In FIG. 2, the “base coordinate system B” is a coordinate system based on the base 32 of the robot 300. The "tool coordinate system T" is a coordinate system set on the tip surface (flange surface to which the end effector 30 is attached) of the articulated arm 31 of the robot 300. The position and orientation of the flange surface defines the position and orientation of the end effector 30. The "camera coordinate system C" is a coordinate system based on the image pickup unit 402 of the measurement head 400. The "work coordinate system W" is a coordinate system based on the work 1.

The position and orientation of the work 1 detected based on the image received from the measurement head 400 is indicated by, for example, a coordinate transformation matrix ^C H _{W that converts the camera coordinate system C into the work coordinate system W.} The coordinate transformation matrix ^C H _W represents the components of the basis vector of the work coordinate system W and the position of the origin in the camera coordinate system C.

On the other hand, it is the operation command outputted from the image processing apparatus 100 to the robot controller 200, for example, indicated by the coordinate transformation matrix ^B H _T to convert the base coordinate system B to the tool coordinate system T. The coordinate transformation matrix ^B H _T represents the components of the basis vector of the tool coordinate system T and the position of the origin in the base coordinate system B.

The coordinate transformation matrices ^C H _W and ^B H _T satisfy the following equation (1).
^B H _C・^C H _W = ^B H _T・^T H _W・ ・ ・ Equation (1)
In the equation (1), the coordinate transformation matrix ^B H _C is a matrix that transforms the base coordinate system B into the camera coordinate system C. The coordinate transformation matrix ^B H _C represents the components of the basis vector of the camera coordinate system C and the position of the origin in the base coordinate system B. The coordinate transformation matrix ^T H _W is a matrix that transforms the tool coordinate system T into the work coordinate system W. The coordinate transformation matrix ^T H _W represents the component of the basis vector of the work coordinate system W and the position of the origin in the tool coordinate system T.

In the present embodiment, the measurement head 400 is fixed at a position where the entire container 2 can be imaged.
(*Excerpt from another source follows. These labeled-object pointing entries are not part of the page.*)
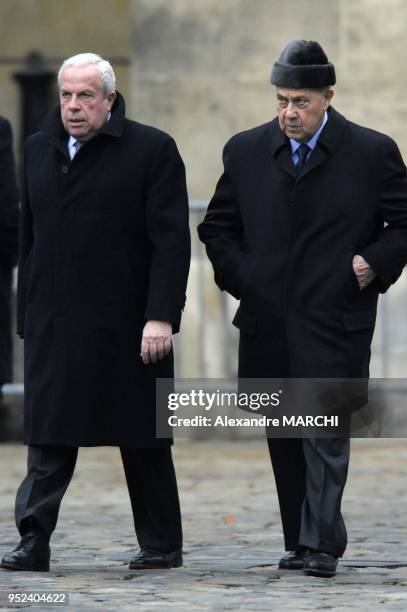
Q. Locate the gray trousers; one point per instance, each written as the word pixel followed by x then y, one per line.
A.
pixel 151 482
pixel 310 475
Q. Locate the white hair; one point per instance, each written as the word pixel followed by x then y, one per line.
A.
pixel 107 76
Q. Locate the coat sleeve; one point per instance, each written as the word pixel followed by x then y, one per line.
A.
pixel 222 232
pixel 26 242
pixel 168 233
pixel 9 197
pixel 388 255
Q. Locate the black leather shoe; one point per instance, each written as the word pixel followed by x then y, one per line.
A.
pixel 32 554
pixel 294 559
pixel 320 564
pixel 155 559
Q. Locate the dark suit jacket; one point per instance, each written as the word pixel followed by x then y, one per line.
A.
pixel 284 245
pixel 9 212
pixel 8 198
pixel 104 246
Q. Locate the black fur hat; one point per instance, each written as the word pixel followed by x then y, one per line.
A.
pixel 303 65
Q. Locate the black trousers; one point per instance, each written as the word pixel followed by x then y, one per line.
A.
pixel 310 475
pixel 151 482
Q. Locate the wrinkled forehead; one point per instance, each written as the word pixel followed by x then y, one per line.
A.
pixel 80 77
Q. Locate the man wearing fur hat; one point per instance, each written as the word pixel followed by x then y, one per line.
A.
pixel 307 226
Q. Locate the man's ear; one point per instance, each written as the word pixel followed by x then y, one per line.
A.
pixel 111 98
pixel 328 95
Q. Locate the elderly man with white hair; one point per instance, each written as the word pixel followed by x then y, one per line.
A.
pixel 104 259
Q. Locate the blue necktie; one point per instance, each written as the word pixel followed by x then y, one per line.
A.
pixel 302 153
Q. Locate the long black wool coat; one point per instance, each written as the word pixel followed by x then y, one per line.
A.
pixel 105 246
pixel 284 246
pixel 9 211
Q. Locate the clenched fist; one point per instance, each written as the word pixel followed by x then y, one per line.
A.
pixel 156 341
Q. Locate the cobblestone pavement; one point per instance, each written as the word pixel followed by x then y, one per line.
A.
pixel 232 534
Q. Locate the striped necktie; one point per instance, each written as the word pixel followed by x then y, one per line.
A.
pixel 302 153
pixel 75 147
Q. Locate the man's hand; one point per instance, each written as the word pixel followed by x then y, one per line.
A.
pixel 156 341
pixel 363 271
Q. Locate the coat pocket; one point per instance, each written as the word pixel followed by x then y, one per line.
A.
pixel 355 321
pixel 245 322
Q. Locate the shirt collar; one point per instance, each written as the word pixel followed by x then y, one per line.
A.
pixel 312 141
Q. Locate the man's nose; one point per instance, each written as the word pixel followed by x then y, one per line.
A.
pixel 290 111
pixel 74 103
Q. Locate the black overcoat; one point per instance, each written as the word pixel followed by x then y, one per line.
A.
pixel 9 211
pixel 105 247
pixel 284 246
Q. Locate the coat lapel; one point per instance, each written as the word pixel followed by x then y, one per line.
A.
pixel 280 148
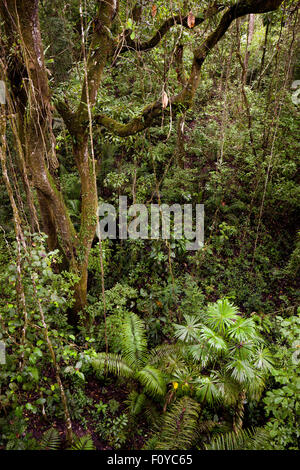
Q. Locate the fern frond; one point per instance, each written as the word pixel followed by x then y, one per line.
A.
pixel 83 443
pixel 134 342
pixel 136 402
pixel 245 439
pixel 152 380
pixel 50 440
pixel 112 363
pixel 179 426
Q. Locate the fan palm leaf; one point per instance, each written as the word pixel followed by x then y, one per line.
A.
pixel 221 315
pixel 113 363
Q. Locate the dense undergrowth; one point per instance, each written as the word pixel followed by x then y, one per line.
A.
pixel 182 349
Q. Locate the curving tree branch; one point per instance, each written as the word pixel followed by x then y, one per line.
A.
pixel 184 99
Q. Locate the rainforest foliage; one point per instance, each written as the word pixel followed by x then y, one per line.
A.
pixel 143 343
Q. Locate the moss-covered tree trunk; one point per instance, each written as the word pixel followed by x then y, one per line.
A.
pixel 32 99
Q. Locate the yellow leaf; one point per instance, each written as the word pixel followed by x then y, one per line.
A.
pixel 191 20
pixel 165 100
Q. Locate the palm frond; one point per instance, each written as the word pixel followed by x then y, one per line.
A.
pixel 189 332
pixel 113 363
pixel 134 342
pixel 152 380
pixel 263 359
pixel 207 390
pixel 242 330
pixel 50 440
pixel 240 370
pixel 213 340
pixel 221 315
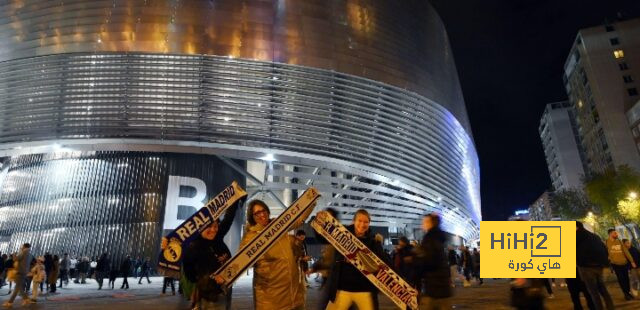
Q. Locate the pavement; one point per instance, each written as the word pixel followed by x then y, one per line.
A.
pixel 493 295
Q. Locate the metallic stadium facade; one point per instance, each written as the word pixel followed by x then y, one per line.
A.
pixel 360 99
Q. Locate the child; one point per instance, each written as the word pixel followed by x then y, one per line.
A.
pixel 113 274
pixel 38 274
Therefore, the coordinate transformation matrix ^B H _C of the formula (1) is represented by a fixed value, determined by the calibration to be performed in advance. As the calibration, for example, a hand-eye calibration in which a marker is attached to the flange surface of the robot 300 and the marker is imaged by the imaging unit 402 of the measuring head 400 while operating the robot 300 can be adopted.

The positional posture (grip point) of the end effector 30 when gripping the work 1 indicates a model showing the three-dimensional shape of the work 1 (hereinafter, referred to as “work model 1M”) and the three-dimensional shape of the end effector 30. It is registered in advance using a model (hereinafter referred to as "end effector model 30M").

As shown in FIG. 3, the user can use the work model 1M and the end effector model in the virtual space so as to match the relative position and orientation of the end effector 30 with respect to the work 1 when the work 1 is gripped by the end effector 30. 30M and so on. ^{In this way, the coordinate transformation matrix TM} H _WM indicating the relative position and orientation of the work model 1M with respect to the end effector model 30M arranged in the virtual space is calculated. The calculated coordinate transformation matrix ^TM H _WM is registered in advance in the image processing device 100 as grip point data.

The coordinate transformation matrix ^TM H _WM represents the components of the basis vector and the position of the origin of the coordinate system WM of the work model 1M in the coordinate system TM with respect to the surface on the articulated arm side of the end effector model 30M. The basis vector and origin of the coordinate system TM should match the basis vector and origin of the tool coordinate system T (see FIG. 2), respectively, assuming that the end effector model 30M is attached to the flange surface of the articulated arm 31. Set. The basis vector and origin of the work model 1M are set so as to coincide with the basis vector and origin of the work coordinate system W (see FIG. 2) when the work model 1M is superposed on the work 1.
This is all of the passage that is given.